Today the International Development Minister is meeting mothers and children receiving life-saving treatment at British-supported emergency feeding centres assisted by UNICEF, the World Food Programme and World Vision.
He will also discuss with the heads of United Nations and other aid agencies what more the international community can do to avert a looming catastrophe before travelling to Senegal to see the impact of the food crisis there.
Britain is now helping a total of more than 1.4 million people at risk of hunger across Mali, Niger, Chad, Mauritania and Burkina Faso.

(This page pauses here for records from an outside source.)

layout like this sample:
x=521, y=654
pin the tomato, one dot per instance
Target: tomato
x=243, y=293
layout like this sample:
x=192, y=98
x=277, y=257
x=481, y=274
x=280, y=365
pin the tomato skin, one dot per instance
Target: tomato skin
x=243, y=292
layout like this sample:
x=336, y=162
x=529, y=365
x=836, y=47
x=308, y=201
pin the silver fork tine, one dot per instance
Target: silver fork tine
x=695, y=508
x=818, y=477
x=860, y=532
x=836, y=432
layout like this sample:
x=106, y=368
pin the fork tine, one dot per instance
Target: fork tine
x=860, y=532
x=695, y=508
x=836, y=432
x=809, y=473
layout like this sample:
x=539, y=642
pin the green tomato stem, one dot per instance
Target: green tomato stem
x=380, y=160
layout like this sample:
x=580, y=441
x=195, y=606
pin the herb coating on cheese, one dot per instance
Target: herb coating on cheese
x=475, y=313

More than 100,000 children at risk of starvation will receive immediate lifesaving treatment.
Support includes nutritional treatment, health, water and sanitation, animal feed and vaccinations to keep farmers livestock alive and seeds and tools for families to feed themselves next year.

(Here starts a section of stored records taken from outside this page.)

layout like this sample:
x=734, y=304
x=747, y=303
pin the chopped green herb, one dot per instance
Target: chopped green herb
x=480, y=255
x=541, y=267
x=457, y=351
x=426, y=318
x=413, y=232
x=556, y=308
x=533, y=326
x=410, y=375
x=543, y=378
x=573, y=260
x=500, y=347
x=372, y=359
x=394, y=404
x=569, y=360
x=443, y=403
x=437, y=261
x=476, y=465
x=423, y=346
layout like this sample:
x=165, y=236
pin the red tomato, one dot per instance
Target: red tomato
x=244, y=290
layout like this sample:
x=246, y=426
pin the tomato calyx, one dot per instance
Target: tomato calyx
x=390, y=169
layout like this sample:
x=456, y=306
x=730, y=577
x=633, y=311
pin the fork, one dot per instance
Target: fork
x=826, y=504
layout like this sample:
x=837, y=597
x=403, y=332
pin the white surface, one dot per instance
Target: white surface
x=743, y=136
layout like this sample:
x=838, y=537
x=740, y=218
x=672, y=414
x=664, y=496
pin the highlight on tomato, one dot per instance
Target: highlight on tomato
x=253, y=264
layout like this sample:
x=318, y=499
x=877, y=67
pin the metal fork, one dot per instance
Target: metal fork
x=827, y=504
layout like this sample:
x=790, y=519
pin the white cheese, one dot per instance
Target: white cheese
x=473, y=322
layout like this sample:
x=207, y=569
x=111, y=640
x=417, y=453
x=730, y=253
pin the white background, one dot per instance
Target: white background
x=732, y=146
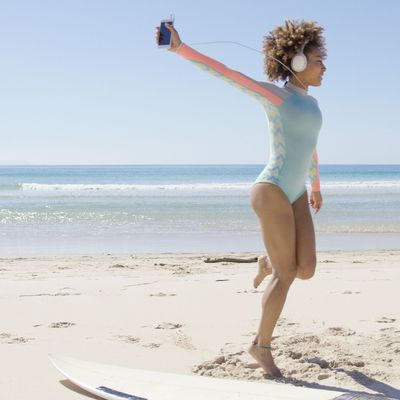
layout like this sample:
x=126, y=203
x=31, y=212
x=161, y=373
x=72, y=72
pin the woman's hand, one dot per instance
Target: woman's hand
x=316, y=201
x=175, y=39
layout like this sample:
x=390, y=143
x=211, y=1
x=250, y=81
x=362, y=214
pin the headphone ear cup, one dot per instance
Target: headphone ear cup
x=299, y=62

A deadly combination of conflict and poor harvests has pushed many families in the region to the brink, with 8 million people in need of urgent assistance now, and with a further 10 million requiring additional support.
Stephen O’Brien warned that agencies need extra support to treat the effects of acute hunger before the rainy season makes vast swathes of West Africa inaccessible for aid workers. This will happen in as little as four weeks’ time.
As donors meet in Brussels for a conference on the situation in the Sahel, he called on countries - particularly those with strong links to the drought-stricken region - to follow suit and step up their efforts.
Stephen O’Brien said:
Britain will not sit back while children starve to death in the Sahel and the feeding centres I will visit prove how our swift and early action is saving lives.
The crisis is already desperate and is getting worse. Now is the time for others in the international community to step up.
The landmark trip, the first by a British minister in seven years, follows the President of Niger’s positive visit to the Britain last week.
It is a signal of the British Government’s growing concern that the crisis could reach tipping point with up to 1.5 million children facing imminent starvation in the coming months if the world does not take urgent action.